Da Vinci Code and sinusitis

While traveling, I picked up a copy of Dan Brown's huge bestseller, The Da Vinci Code. I haven't indulged in popular fiction since junior high, but the dearth of English-language books in South America broke down my snobbery defenses. At every bookstore, the choice came down to embarrassment minimization: which trashy novel would I be least embarrassed to be caught reading? Authors with a lock on English language shelf space in South America include Danielle Steele, Jackie Collins, J.K. Rowling, Stephen King, Richard North Patterson, and an assortment of other names who are vaguely familiar as icons of American pop fiction.
Many pop fiction authors write glowing reviews for each other, and these decorate the back covers. Dan Brown's book won out because of the glowing reviews I'd seen from less biased and somewhat more respected critics online, from journals like The New York Times and Salon.

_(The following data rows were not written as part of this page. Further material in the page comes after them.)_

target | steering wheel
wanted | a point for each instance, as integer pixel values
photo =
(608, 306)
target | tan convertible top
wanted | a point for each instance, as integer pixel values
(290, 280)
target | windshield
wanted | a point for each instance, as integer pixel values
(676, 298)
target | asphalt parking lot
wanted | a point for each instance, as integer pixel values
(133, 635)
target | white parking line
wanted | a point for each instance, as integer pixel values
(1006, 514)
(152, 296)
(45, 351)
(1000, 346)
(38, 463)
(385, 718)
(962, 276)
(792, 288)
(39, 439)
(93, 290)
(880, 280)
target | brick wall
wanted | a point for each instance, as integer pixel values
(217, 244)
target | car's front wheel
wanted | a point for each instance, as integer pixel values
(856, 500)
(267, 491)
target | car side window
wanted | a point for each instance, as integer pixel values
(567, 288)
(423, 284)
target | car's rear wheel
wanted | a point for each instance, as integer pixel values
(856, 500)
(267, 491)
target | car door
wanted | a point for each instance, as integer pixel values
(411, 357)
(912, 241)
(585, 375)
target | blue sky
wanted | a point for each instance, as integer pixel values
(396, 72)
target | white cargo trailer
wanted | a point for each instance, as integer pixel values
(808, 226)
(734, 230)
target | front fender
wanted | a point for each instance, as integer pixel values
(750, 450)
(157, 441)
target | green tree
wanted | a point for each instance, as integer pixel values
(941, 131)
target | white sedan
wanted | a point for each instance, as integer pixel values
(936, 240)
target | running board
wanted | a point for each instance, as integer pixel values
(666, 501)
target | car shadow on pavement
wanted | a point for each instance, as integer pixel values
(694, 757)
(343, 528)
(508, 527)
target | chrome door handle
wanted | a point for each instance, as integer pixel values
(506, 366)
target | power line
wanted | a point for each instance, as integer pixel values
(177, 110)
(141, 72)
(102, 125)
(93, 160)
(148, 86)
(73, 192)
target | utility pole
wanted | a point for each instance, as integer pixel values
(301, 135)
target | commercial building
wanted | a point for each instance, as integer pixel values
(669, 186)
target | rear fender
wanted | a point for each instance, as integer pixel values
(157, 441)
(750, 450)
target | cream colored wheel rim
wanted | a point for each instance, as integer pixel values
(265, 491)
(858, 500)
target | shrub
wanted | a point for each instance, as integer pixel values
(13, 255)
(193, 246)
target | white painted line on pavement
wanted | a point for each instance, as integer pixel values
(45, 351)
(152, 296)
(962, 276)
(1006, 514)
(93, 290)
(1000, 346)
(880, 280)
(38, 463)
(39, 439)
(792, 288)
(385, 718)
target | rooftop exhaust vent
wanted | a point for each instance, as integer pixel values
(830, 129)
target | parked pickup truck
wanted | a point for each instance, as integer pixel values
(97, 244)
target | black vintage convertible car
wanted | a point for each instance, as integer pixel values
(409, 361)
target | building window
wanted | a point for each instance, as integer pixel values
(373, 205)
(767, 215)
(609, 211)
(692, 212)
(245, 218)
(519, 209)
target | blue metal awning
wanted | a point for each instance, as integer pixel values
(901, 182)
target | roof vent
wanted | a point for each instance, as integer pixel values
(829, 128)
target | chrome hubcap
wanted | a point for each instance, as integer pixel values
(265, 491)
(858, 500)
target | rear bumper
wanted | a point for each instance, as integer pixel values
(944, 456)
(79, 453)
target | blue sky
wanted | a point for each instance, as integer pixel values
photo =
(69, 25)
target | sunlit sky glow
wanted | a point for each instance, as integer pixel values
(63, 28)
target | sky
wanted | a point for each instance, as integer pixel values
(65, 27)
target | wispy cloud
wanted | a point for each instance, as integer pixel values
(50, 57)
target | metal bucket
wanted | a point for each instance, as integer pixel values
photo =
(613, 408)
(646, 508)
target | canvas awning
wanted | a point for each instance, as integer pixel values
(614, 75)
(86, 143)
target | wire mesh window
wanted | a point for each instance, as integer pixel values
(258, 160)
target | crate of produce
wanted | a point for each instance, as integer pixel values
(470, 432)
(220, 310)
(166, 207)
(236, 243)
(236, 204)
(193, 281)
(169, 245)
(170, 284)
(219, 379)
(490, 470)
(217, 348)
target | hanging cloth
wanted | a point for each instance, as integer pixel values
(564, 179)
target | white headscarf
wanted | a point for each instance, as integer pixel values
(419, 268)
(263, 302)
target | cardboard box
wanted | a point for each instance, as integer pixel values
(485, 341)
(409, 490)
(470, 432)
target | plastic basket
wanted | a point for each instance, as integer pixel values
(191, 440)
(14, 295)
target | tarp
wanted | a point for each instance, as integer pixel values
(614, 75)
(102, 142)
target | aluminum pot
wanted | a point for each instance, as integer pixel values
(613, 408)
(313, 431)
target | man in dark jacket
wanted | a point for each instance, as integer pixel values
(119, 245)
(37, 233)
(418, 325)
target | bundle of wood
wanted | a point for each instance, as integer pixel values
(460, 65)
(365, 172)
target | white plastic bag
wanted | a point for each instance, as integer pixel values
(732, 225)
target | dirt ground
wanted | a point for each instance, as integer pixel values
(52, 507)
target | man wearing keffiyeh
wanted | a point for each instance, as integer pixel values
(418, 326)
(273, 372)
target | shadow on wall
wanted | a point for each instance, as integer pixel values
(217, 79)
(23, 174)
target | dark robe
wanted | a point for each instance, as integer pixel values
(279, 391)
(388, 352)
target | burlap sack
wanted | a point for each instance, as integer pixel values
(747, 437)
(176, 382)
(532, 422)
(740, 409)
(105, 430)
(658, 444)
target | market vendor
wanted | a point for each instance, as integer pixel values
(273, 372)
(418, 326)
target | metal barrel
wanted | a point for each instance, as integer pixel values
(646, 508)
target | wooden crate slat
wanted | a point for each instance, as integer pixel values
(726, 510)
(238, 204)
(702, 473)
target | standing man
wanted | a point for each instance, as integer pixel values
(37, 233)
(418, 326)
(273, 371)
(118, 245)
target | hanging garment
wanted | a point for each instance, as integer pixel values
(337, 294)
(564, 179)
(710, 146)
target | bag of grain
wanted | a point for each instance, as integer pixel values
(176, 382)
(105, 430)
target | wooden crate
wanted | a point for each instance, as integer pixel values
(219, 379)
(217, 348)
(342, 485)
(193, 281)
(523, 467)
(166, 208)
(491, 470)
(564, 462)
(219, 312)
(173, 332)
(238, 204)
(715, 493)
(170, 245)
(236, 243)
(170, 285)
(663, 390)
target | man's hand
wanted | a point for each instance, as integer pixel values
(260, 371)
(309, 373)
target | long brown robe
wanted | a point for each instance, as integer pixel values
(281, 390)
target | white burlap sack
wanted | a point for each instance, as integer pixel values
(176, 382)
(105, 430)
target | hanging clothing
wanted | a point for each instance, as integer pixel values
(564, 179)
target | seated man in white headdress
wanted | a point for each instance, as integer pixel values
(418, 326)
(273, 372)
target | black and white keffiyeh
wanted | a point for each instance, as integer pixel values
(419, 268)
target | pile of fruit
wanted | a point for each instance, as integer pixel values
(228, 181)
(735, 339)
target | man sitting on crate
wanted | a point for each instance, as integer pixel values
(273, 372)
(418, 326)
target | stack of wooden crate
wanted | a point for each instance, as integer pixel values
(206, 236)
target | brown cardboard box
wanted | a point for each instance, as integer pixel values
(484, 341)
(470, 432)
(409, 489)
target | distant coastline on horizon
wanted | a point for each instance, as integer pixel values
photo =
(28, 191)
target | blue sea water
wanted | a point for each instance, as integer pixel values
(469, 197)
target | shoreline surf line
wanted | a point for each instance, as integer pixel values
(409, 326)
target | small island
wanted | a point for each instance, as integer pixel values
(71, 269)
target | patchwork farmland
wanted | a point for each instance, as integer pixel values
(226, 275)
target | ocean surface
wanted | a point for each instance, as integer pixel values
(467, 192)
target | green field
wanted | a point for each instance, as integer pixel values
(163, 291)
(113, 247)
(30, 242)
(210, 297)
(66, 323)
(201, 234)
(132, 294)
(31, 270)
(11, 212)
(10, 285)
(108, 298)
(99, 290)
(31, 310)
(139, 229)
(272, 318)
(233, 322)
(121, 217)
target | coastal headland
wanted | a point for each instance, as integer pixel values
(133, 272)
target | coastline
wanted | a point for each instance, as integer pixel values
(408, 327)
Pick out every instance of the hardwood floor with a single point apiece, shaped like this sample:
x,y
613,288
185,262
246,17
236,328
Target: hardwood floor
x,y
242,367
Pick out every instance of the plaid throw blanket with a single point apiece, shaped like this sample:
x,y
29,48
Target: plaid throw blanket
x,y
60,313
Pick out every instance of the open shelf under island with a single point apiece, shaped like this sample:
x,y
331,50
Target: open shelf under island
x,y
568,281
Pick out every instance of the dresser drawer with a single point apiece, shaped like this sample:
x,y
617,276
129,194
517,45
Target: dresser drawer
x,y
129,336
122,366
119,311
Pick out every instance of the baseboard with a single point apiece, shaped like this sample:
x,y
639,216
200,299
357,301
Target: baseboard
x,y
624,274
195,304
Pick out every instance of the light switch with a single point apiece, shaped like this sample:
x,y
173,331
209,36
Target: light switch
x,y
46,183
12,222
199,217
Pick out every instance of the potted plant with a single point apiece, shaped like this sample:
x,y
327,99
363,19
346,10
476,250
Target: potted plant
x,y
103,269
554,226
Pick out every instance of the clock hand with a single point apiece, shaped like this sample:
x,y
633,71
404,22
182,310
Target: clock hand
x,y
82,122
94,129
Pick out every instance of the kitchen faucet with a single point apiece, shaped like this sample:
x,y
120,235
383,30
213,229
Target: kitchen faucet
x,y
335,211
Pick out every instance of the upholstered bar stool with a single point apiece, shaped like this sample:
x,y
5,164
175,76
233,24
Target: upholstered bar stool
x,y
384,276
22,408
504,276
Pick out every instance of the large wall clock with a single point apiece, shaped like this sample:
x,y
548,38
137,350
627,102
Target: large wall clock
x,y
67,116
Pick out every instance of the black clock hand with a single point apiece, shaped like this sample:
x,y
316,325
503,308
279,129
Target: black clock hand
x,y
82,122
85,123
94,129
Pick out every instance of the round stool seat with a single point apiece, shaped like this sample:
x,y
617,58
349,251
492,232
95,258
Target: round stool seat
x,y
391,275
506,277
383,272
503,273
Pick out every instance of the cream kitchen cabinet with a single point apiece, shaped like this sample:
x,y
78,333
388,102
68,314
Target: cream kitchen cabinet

I finally got around to starting the book this weekend, and I haven't been able to set it down. It's hardly fine literature, but it is pure thriller, with a cliffhanger at the end of every short chapter, some only a page or two long. What's most intriguing is that it mixes in ideas and legends from the real world in such a way that you can't tell what's fact or fiction. I'll try not to give any plotlines away, but one of the central clues in the novel is that Leonardo Da Vinci's painting The Last Supper depicts Mary Magdalene, and not John, seated to Jesus' right. If you look closely enough at the painting, the apostle seated to Jesus' right does look like a woman. The novel discusses the number phi, 1.618, and the Fibonnaci sequence. Key characters in the novel include secret societies like the Knights Templar and the Priory de Scion, and the Opus Dei. That Brown weaves all these together in a complex but believable plot is its primary appeal.
If I don't finish the book this weekend, though, it will be because of a nasty sinus infection, my second this year. I had one after returning from Brazil, and I've brought another back from South America. I suspect it is the result of inhaling some river water outside of Cusco, Peru, when I leaped from a 25 foot bridge into the Urubamba River at the end of a white water rafting trip. The river water probably wasn't very sanitary considering how much trash had been tossed into it by the locals. We could see thousands of plastic bags along the river's edge, plucked out of the water by branches of trees and bushes.
I had never had a sinus infection until this year, so it took me longer than usual to diagnose it. I finally realized it Saturday, but my doc doesn't have an on-call number so I've been craving antibiotics all this holiday weekend. So miserable am I, with my aching teeth, throbbing sinuses, runny nose, and mild headache. It prevented me from enjoying to the fullest the pleasant weather, the Sasquatch Music Festival, my first road bike excursion in months, my first tennis match in years, and the play Over the Moon by Steven Dietz.